In his first overseas public address on nuclear issues after stepping down as premier in September 2011, Kan stressed the importance of a global network for antinuclear activists and renewable energy advocates to share ideas and experience.
Kan, who was prime minister at the time of the Fukushima nuclear disaster triggered by the March 2011 earthquake and tsunami, also admitted he is ashamed of his former role as an apologist for exporting Japanese nuclear technologies to developing countries.
Former U.S. Nuclear Regulatory Commission Chairman Gregory Jaczko, retired nuclear industry executive Arnie Gunderson, and Peter Bradford, a law professor who worked at the NRC during the Three Mile Island accident in 1979, also offered their perspectives.
Jaczko said the accident showed that regulators' tendency to prepare for incidents based on the probability they would occur was insufficient to protect nuclear plants from a major disaster.
"We have to make the rules such that there will never be another evacuation from a nuclear accident," Jaczko said.
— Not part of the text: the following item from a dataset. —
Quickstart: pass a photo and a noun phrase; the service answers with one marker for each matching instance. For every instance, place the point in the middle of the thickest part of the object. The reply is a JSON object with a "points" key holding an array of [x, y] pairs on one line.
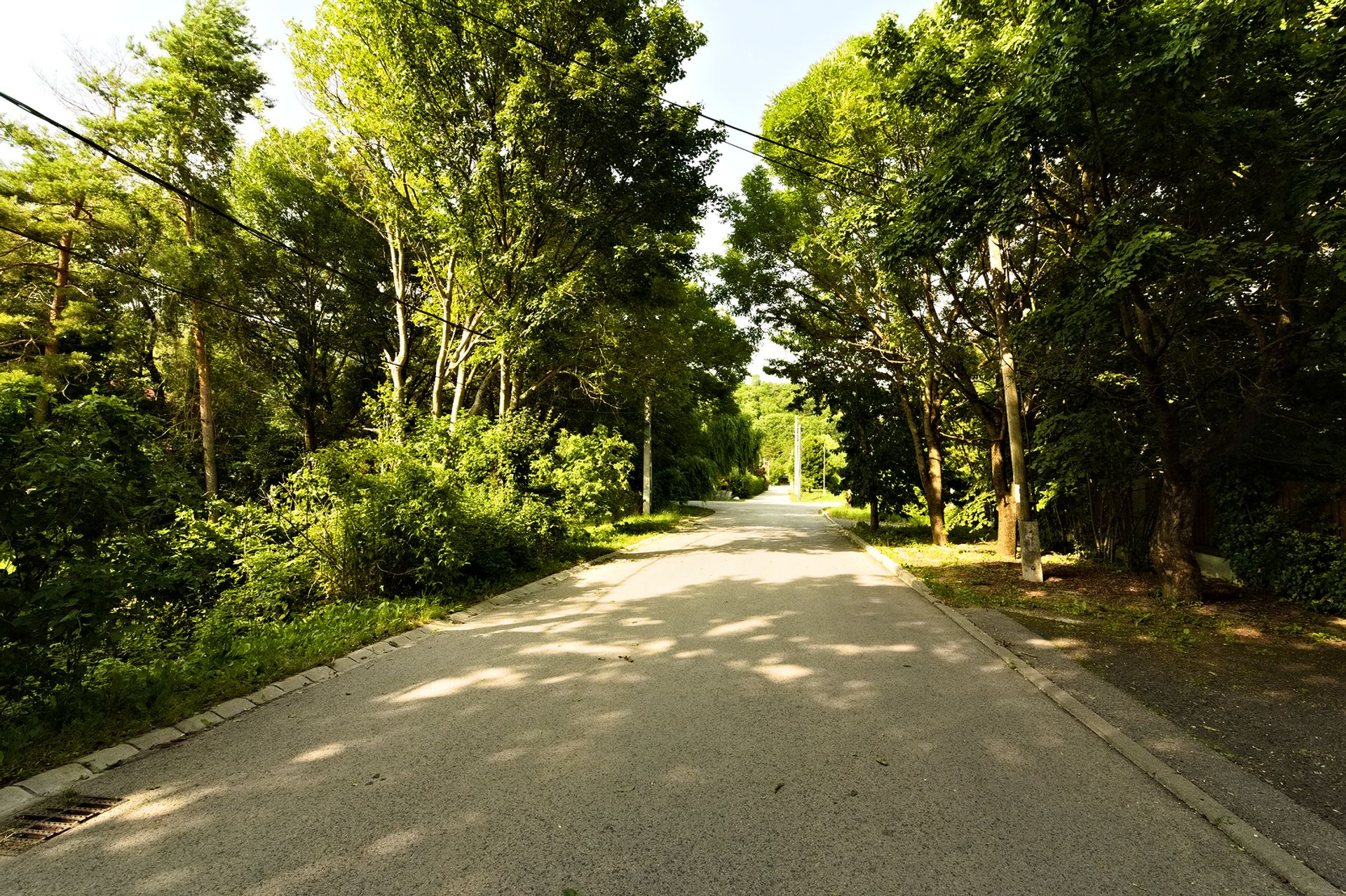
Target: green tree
{"points": [[311, 330], [1171, 161], [194, 89]]}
On a trip to Japan, he had met a family forced to live in separate towns after the nuclear disaster.
Jackzo worried that four new U.S. reactors being built in Georgia and South Carolina will be started up before the NRC fully implements regulatory changes prompted by the Fukushima disaster.
San Diego county is home to the San Onofre Nuclear Generating Station, a two-reactor plant that has been offline since early 2012 when one of its new steam generators manufactured by Mitsubishi Heavy Industries Ltd. sprung a leak.
Torgen Johnson, one of the event coordinators who lives near the plant, hoped the symposium will "open up the discussion so we don't forget what's still happening in Japan, and that it doesn't happen here."